With the stable release of Chrome 80 in February, Chrome began enforcing secure-by-default handling of third-party cookies as part of our ongoing effort to improve privacy and security across the web. Over the years, the company realized how it could shorten release cycles to get updates out faster.UPDATE 5/28: We are going to resume the rollout with the stable release of Chrome M84. In detailing these changes, Google reiterates how moving from major updates every six weeks to four will allow for more features. Google plans to finalize plans by Chrome OS 96, and more details will be announced soon.Īs we head into our next decade, these changes enable us to evolve Chrome OS to keep helping people get things done and to provide more helpful and secure experiences. Devices will likely just receive smaller security updates rather than new features. This will help ensure stability for large fleets of Chromebooks that are managed by administrators. Meanwhile, enterprise and education users will get a new channel where major “milestone” updates are released every six months. To “bridge the gap,” Chrome OS will skip version 95.

That’s slightly later than the desktop, Android, and iOS browser, which will transition with Chrome 94 in late September.
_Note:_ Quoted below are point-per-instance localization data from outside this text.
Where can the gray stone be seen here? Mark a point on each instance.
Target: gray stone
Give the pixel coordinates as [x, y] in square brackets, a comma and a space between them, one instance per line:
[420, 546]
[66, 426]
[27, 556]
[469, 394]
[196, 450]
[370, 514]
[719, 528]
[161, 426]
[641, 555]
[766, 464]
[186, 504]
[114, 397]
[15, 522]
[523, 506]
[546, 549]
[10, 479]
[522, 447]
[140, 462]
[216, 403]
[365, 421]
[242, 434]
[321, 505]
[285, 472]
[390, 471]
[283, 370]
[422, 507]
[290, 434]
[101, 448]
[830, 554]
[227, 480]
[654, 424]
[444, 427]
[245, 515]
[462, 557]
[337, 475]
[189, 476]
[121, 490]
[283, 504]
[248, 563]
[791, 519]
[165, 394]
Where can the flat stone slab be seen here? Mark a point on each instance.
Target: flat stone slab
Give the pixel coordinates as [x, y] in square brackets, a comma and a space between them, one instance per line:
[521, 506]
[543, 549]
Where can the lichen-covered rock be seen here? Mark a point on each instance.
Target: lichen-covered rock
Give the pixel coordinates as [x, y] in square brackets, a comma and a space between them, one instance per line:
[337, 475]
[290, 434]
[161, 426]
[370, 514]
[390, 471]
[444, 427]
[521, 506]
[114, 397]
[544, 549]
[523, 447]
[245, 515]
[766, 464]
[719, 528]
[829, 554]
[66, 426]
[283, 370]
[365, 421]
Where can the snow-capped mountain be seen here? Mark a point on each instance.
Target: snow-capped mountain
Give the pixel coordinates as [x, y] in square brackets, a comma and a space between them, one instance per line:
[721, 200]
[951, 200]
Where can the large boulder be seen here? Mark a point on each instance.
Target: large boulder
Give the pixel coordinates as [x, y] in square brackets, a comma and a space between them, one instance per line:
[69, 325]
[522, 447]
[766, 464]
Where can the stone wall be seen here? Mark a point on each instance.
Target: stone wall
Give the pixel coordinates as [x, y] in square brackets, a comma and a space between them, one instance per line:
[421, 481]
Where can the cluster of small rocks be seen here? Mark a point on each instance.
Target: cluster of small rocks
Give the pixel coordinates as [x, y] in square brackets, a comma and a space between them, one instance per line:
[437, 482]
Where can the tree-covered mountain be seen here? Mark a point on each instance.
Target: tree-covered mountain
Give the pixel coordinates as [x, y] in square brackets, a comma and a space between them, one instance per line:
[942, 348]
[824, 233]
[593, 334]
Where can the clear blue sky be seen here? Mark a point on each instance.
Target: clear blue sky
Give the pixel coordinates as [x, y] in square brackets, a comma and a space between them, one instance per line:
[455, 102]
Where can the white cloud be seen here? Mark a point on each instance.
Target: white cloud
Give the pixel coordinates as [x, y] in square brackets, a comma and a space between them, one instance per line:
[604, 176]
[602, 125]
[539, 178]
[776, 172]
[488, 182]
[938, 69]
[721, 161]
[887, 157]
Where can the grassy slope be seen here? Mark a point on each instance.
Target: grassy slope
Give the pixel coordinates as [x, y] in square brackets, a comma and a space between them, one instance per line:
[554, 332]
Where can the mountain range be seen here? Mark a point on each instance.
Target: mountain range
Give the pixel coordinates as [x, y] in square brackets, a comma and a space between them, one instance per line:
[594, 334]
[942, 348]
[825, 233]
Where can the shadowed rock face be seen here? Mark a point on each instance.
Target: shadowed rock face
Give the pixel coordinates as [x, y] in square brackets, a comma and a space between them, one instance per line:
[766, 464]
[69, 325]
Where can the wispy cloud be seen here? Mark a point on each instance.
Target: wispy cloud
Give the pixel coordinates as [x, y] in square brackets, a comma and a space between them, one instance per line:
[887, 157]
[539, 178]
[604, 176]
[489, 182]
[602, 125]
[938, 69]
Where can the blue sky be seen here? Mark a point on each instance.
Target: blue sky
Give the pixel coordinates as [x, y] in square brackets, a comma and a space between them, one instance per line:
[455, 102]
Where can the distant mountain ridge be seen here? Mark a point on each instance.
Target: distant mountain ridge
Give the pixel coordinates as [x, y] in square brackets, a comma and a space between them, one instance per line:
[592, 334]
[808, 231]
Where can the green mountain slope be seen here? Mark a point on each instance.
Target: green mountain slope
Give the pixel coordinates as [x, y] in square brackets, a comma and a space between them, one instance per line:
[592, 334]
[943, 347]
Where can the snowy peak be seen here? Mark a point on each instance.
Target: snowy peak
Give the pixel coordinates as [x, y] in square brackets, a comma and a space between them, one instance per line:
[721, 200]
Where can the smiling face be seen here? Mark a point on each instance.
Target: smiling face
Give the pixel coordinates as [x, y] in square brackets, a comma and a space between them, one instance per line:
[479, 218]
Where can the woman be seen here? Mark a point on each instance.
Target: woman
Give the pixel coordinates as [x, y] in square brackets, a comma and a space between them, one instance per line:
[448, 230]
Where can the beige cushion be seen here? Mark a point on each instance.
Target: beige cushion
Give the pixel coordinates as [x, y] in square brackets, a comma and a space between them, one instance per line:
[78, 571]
Google will start delivering major Chrome OS updates every four weeks with version 96 in the fourth quarter of 2021, specifically late November/early December. To deliver new features more rapidly to consumers while also continuing to prioritize the key pillars of Chrome OS – security, stability, speed and simplicity – Chrome OS will move to a four-week stable channel starting with M96 in Q4. The company today detailed plans for Chrome OS updates and what the upcoming schedule looks like.

Back in March, Google announced that Chrome was moving to a four-week release cycle for faster feature rollouts.